Figure 16: Pairwise Pearson correlations among the outcome and all fixed-effect predictors (log-transformed variables shown on the model scale)

Correlations are computed on the model scale — i.e. the four log-transformed predictors are shown after transformation, matching the scale on which they enter the multilevel model. Several expected patterns emerge. The proportion of disadvantaged pupils has a strong negative correlation with Attainment 8, confirming that school-level deprivation is the dominant compositional predictor. Absence is positively correlated with deprivation and negatively with attainment. The EAL proportion shows a modest positive association with attainment, likely reflecting the concentration of EAL pupils in London schools which tend to perform above the national average.
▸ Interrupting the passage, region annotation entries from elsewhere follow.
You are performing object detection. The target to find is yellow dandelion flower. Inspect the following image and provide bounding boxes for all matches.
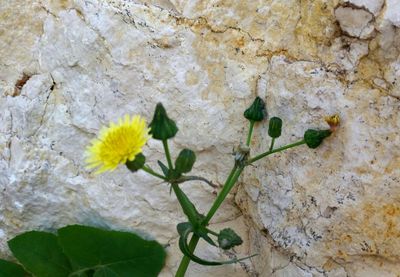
[85,115,150,173]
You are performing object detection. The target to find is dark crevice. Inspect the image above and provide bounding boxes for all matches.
[11,73,32,97]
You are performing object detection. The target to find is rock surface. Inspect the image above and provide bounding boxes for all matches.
[0,0,400,277]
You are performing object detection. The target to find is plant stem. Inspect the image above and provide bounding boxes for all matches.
[206,228,218,237]
[175,165,237,277]
[175,234,200,277]
[269,138,275,152]
[163,140,174,170]
[203,166,244,225]
[246,139,306,165]
[142,165,166,181]
[246,120,255,146]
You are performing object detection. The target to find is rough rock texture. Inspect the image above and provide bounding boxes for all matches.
[0,0,400,277]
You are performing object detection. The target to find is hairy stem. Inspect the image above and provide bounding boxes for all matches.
[175,165,237,277]
[163,140,174,170]
[269,138,275,152]
[246,139,306,165]
[246,120,255,146]
[142,165,166,181]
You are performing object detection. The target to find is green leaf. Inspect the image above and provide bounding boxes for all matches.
[194,226,217,246]
[268,117,282,138]
[243,96,267,121]
[218,228,243,250]
[125,153,146,172]
[8,231,71,277]
[304,129,332,149]
[58,225,166,277]
[149,103,178,140]
[178,224,257,266]
[0,260,31,277]
[172,184,203,228]
[175,149,196,174]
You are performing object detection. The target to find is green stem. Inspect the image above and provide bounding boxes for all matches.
[171,183,198,224]
[175,165,237,277]
[206,228,218,237]
[269,138,275,152]
[163,140,174,170]
[142,165,167,181]
[175,234,200,277]
[246,140,306,165]
[203,166,244,223]
[246,120,255,146]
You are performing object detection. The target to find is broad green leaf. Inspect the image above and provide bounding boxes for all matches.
[177,222,257,266]
[8,231,71,277]
[0,260,31,277]
[58,225,166,277]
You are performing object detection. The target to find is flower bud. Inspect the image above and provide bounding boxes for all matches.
[125,153,146,172]
[243,96,267,121]
[149,103,178,140]
[218,228,243,250]
[175,149,196,174]
[268,117,282,138]
[325,114,340,132]
[304,129,332,148]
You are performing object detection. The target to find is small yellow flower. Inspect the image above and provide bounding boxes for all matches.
[86,115,150,173]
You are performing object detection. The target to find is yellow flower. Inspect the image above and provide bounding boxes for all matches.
[86,115,150,173]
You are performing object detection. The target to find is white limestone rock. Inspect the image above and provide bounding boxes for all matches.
[335,6,374,39]
[344,0,385,16]
[0,0,400,277]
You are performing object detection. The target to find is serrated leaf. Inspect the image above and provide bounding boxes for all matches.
[58,225,166,277]
[8,231,71,277]
[218,228,243,250]
[0,260,32,277]
[178,224,256,266]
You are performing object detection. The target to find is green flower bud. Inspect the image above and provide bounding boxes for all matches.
[149,103,178,140]
[175,149,196,174]
[125,153,146,172]
[243,96,267,121]
[268,117,282,138]
[218,228,243,250]
[304,129,332,148]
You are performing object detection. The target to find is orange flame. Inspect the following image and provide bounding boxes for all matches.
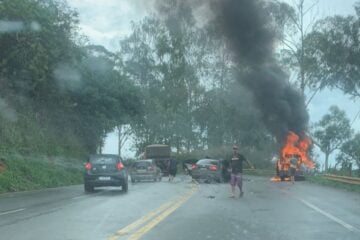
[278,132,315,170]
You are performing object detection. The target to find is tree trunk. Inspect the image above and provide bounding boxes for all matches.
[325,153,330,172]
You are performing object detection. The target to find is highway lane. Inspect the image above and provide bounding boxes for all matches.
[0,176,360,240]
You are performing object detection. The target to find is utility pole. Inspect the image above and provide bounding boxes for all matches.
[117,125,122,157]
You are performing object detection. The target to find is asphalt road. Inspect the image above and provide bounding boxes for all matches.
[0,176,360,240]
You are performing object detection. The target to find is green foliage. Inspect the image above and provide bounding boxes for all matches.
[305,3,360,97]
[306,176,360,192]
[0,154,83,192]
[117,4,273,156]
[0,0,141,156]
[312,106,352,171]
[336,133,360,173]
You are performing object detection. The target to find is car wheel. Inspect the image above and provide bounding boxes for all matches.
[84,183,94,193]
[121,181,129,193]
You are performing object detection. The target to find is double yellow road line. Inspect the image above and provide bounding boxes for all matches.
[108,184,197,240]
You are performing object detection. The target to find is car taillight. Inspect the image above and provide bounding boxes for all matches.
[85,163,92,171]
[209,165,217,171]
[116,162,124,170]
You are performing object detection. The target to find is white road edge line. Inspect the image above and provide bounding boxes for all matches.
[0,208,25,216]
[299,198,360,232]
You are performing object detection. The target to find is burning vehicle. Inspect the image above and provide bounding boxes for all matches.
[271,132,315,181]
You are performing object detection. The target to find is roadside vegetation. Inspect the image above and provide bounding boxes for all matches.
[0,154,83,193]
[306,175,360,193]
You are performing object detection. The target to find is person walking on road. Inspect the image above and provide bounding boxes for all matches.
[230,145,253,198]
[169,158,177,182]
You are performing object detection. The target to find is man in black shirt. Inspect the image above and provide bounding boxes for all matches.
[230,145,253,198]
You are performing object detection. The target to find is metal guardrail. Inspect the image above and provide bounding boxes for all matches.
[322,174,360,185]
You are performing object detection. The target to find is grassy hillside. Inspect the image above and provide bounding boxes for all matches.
[0,154,83,192]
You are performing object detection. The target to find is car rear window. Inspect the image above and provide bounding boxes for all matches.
[90,156,118,164]
[134,162,151,167]
[196,159,219,166]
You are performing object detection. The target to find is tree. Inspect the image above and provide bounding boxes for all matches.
[312,106,352,171]
[267,0,318,98]
[305,3,360,97]
[0,0,142,155]
[337,133,360,176]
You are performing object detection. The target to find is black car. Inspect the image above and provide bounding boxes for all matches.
[130,159,161,183]
[84,154,128,192]
[191,159,224,183]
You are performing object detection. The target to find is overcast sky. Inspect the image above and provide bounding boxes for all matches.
[68,0,360,167]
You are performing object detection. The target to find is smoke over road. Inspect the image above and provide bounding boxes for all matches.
[213,0,308,141]
[156,0,309,143]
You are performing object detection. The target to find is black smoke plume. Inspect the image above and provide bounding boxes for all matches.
[212,0,309,142]
[156,0,309,144]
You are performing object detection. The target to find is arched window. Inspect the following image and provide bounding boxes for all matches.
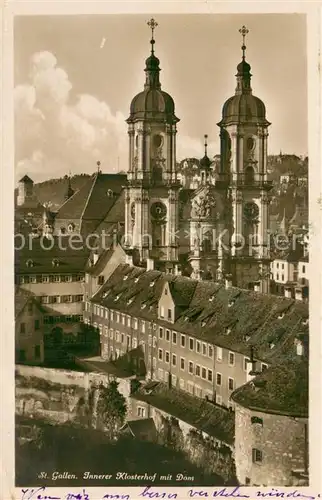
[245,167,255,184]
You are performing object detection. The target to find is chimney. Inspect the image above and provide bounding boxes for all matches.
[295,286,303,301]
[125,252,133,266]
[225,274,233,290]
[174,264,182,276]
[146,258,154,271]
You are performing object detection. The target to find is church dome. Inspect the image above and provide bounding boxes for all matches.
[129,88,177,121]
[221,94,267,125]
[127,32,179,123]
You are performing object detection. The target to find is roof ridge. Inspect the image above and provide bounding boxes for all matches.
[80,172,99,229]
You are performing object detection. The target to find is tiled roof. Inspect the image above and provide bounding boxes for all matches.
[232,356,309,417]
[131,382,235,445]
[15,236,89,274]
[56,173,126,221]
[92,264,308,363]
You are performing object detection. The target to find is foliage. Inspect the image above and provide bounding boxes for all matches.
[97,380,127,439]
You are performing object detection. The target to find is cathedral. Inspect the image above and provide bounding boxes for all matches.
[124,19,272,293]
[18,19,272,293]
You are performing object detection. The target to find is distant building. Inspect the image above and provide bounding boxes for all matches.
[15,287,44,364]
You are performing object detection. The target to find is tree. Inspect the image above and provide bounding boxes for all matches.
[97,380,127,440]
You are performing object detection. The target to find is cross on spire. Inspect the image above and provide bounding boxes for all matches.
[239,26,249,61]
[204,134,208,156]
[147,17,158,54]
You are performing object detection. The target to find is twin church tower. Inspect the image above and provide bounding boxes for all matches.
[125,19,271,293]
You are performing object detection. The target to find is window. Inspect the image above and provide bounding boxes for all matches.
[138,406,145,418]
[252,448,263,464]
[35,345,40,358]
[228,352,235,366]
[250,417,263,426]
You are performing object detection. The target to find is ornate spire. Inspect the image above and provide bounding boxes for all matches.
[200,134,211,169]
[236,26,252,94]
[239,26,249,61]
[144,18,161,89]
[147,17,158,55]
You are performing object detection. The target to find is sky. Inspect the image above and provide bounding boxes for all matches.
[14,14,308,182]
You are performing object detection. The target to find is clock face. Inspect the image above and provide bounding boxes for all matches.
[244,201,259,220]
[150,201,167,219]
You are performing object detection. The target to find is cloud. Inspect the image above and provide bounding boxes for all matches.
[14,51,218,181]
[177,134,219,161]
[14,51,128,181]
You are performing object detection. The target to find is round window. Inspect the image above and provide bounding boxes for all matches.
[153,134,163,148]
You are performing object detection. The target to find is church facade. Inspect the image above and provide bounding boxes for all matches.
[125,19,272,293]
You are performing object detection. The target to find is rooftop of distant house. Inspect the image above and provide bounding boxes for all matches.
[232,357,309,418]
[131,382,235,445]
[91,264,309,363]
[15,236,90,274]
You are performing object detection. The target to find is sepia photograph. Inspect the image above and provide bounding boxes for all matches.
[11,12,315,492]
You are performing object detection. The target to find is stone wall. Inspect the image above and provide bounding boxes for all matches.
[16,365,130,425]
[235,403,308,486]
[128,398,235,481]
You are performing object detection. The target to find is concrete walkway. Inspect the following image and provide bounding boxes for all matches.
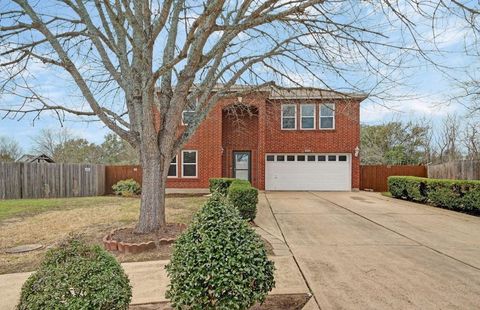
[266,192,480,309]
Among the workforce variables, teacher retention shows a positive correlation with attainment, while sickness absence is negatively associated. Importantly, no pair of predictors is so highly correlated as to raise serious multicollinearity concerns for the multilevel model.

14 Summary

The full panel dataset contains 17,130 school-year observations from 4534 unique schools. After restricting to mainstream state-funded schools (Academies and Maintained schools), the analysis sample comprises 13,419 school-year observations from 3523 schools across 152 Local Authorities and 4 academic years (2021–22 to 2024–25). Key features:

Sample restriction: Independent schools (3,641 obs.), colleges, and special schools are excluded from the analysis.
Outcome completeness: Attainment 8 scores (all pupils) are available for 100% of analysis sample observations by construction.
Predictor completeness: Core predictors (disadvantage, absence, EAL) exceed 95% availability across all years. Workforce variables are unavailable for 2024–25 and are carry-forward imputed.
Imputation scope: 24% of analysis sample observations (confined to 2024–25) contain at least one imputed predictor.
Transformations: Four right-skewed predictors are log-transformed; the Gorard segregation index is computed at the LA-year level.